Et pour les croyants, qui prennent «très, très au sérieux la parole d'évangile», il s'est assuré de puiser son inspiration autant que possible dans la Bible, qu'il n'avait «aucun problème à accepter comme vraie» pour les besoins du film. Par exemple, il s'est fié aux mesures fournies dans le livre de la Genèse pour construire la fameuse arche, ignorant les «millions d'idées» que lui suggérait son directeur artistique.

Malgré les intentions universalistes d'Aronofsky, il reste que Noah ne réussira jamais à satisfaire une certaine frange religieuse conservatrice. Dans les projections-tests, des évangéliques ont critiqué le fait que Noé lui-même ait fermé l'immense porte de l'arche avant le déluge, ou qu'il se soit saoulé dans une grotte une fois revenu sur terre ferme. Le vice-président de la Paramount, Rob Moore, décrit comme un «des rares dirigeants à Hollywood qui s'identifie comme un chrétien dévoué», a réfuté ces blâmes, regrettant une méconnaissance des textes bibliques par une partie des personnes sondées. (D'autres critiques s'en prenaient au méchant message vert du film, comme je le mentionnais dans mon post en octobre).

Moore reconnaît cependant que Noah n'est pas dans la veine des productions chrétiennes pieuses, qui interprètent les paraboles bibliques de manière littérale, comme l'ultra-populaire série télévisée The Bible diffusée sur History Channel - et dont une adaptation cinématographique, Son of God, prendra l'affiche à la fin du mois - mais précise que son film, même s'il n'est qu'«inspiré» par l'histoire de Noé, «contient davantage de créativité».

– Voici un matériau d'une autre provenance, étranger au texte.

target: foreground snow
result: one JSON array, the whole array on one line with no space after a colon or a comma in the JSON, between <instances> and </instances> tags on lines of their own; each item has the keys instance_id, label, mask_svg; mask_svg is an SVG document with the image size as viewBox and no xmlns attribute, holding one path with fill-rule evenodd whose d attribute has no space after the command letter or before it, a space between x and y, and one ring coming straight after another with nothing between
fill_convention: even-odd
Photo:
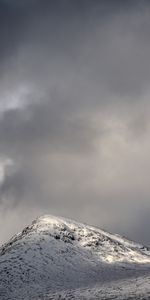
<instances>
[{"instance_id":1,"label":"foreground snow","mask_svg":"<svg viewBox=\"0 0 150 300\"><path fill-rule=\"evenodd\" d=\"M63 218L40 217L0 248L3 300L150 299L149 283L149 249Z\"/></svg>"}]
</instances>

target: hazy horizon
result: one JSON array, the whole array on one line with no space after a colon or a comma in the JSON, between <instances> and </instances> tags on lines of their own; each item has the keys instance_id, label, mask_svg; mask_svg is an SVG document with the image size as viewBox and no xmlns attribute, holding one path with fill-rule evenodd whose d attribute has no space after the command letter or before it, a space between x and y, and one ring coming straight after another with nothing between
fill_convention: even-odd
<instances>
[{"instance_id":1,"label":"hazy horizon","mask_svg":"<svg viewBox=\"0 0 150 300\"><path fill-rule=\"evenodd\" d=\"M42 214L150 245L150 3L0 0L0 243Z\"/></svg>"}]
</instances>

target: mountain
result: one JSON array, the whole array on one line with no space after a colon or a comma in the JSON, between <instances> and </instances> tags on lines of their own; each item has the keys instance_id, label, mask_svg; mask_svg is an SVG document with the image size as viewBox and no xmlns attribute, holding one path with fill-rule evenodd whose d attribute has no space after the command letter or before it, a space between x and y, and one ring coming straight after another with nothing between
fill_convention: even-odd
<instances>
[{"instance_id":1,"label":"mountain","mask_svg":"<svg viewBox=\"0 0 150 300\"><path fill-rule=\"evenodd\" d=\"M0 299L150 299L150 250L89 225L39 217L0 248Z\"/></svg>"}]
</instances>

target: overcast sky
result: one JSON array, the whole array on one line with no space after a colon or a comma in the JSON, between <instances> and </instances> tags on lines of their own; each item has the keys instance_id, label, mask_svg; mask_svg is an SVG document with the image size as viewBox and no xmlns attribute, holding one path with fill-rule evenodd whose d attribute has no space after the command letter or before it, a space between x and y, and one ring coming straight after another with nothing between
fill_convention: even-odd
<instances>
[{"instance_id":1,"label":"overcast sky","mask_svg":"<svg viewBox=\"0 0 150 300\"><path fill-rule=\"evenodd\" d=\"M0 243L41 214L150 245L150 3L0 0Z\"/></svg>"}]
</instances>

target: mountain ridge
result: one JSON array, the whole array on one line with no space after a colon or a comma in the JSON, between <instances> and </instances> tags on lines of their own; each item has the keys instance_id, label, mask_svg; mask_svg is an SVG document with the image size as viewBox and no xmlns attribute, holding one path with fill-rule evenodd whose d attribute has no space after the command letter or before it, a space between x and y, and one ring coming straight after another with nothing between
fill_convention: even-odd
<instances>
[{"instance_id":1,"label":"mountain ridge","mask_svg":"<svg viewBox=\"0 0 150 300\"><path fill-rule=\"evenodd\" d=\"M149 271L150 251L141 244L44 215L0 248L0 299L48 299L52 293L56 298L58 291L92 289Z\"/></svg>"}]
</instances>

Paramount s'est par ailleurs assuré le soutien de bon nombre de groupes religieux et de pasteurs de renom d'à travers le monde. D'une part, pour donner de la crédibilité à son projet auprès des chrétiens, et de l'autre, pour amasser des munitions en vue d'une guerre d'opinion qui risque d'enflammer la communauté chrétienne. Les premières salves ont déjà été lancées: lundi, Variety publiait un sondage commandé par une organisation religieuse de droite, Faith Driven Consumers, qui soutient que «98% de ses adhérents n'étaient pas satisfaits par l'interprétation hollywoodienne d'une histoire religieuse comme Noah». Mardi, Paramount a annoncé via le Hollywood Reporter qu'il «condamne fermement» la méthodologie du sondage.

Moore n'a pas encore fourni la raison précise qui l'a convaincue de donner le final cut à Aronofsky. Il semble fier du résultat, disant que le film reflète «les thèmes-clés de l'histoire de Noé dans la Genèse - la foi, l'espérance et la promesse de Dieu à l'humanité». Mais, en lisant entre les lignes de l'article du HR, on s'aperçoit qu'il en a simplement eu marre de tenter d'apaiser un petit groupe de gens qui prennent beaucoup d'espace, et qui ne vivent que pour la confrontation: «Ces personnes peuvent être bruyantes», a-t-il conclu de façon diplomatique. Laisser libre cours à un réalisateur «profane» aura-t-il été un moyen pour Moore de leur faire un joli pied de nez?